CowerSnail is a Windows Backdoor which was recently uncovered by researchers at Kaspersky Lab. The security analysts have found a connection between this vulnerability and the recently discovered SHELLBIND SambaCry Linux malware.
SHELLBIND exploits the Samba vulnerability (a.k.a. SambaCry and EternalRed). The infection pattern sees the virus upload a shared library to a writable share and then prompt the server to load the library. The purpose is to allow a remote attacker to execute an arbitrary code on the targeted system. SHELLBIND targets most network-attached storage (NAS) appliances.
The connection between Backdoor.Win32.CowerSnail and SHELLBIND is that they share a common command and control (C&C) server named cl.ezreal.space:20480.
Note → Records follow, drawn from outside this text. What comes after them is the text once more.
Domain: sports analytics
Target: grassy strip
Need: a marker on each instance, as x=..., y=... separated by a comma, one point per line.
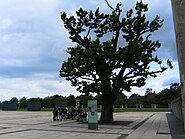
x=116, y=109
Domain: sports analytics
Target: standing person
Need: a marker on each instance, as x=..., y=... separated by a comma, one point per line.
x=55, y=113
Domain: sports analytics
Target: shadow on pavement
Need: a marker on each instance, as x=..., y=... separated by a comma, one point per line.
x=176, y=127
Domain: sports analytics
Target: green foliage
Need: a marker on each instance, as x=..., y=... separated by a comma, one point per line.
x=100, y=64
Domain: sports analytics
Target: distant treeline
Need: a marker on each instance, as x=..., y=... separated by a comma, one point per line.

“We recently reported about SambaCry, a new family of Linux Trojans exploiting a vulnerability in the Samba protocol. A week later, Kaspersky Lab analysts managed to detect a malicious program for Windows that was apparently created by the same group responsible for SambaCry,” commented Kaspersky Labs. “It was the common C&C server that both programs used – cl.ezreal.space:20480 – that suggested a relationship between them.”
CowerSnail has been created using Qt, a cross-platform development framework. This framework allows the rapid migration of the malicious code from a Unix platform to a Windows environment.
SambaCry was created for *nix-based systems, while CowerSnail was written in Qt to simplify the coding process. The developer of the backdoor decided to spare himself the details of WinAPI and simply migrated the *nix code. The downside of this decision is that the Qt framework makes the resulting file significantly larger in size.
“This framework provides benefits such as cross-platform capability and transferability of the source code between different operating systems. This, however, has an effect on the resulting file size: the user code ends up as a small proportion of a large 3 MB file,” explained Kaspersky experts.
The infection pattern of CowerSnail begins with escalating the process priority and the priority of the current threat. The virus then starts communicating with its C&C server through the IRC protocol.
CowerSnail possesses classic backdoor features. It has the ability to collect certain information about the infected system, including the OS type, the OS nameHost name, information about the network interfaces, ABI Core processor architecture information about physical memory, and Timestamp. The virus can execute commands, uninstall or uninstall itself as a service, and receive updates.
The Kaspersky Lab experts believe that the two infections have been developed by the same entity. In conclusion, they made the prognosis that the developer group behind SHELLBIND and CowerSnail will create more malware.
“After creating two separate Trojans, each designed for a specific platform and each with its own peculiarities, it is highly probable that this group will produce more malware in the future.”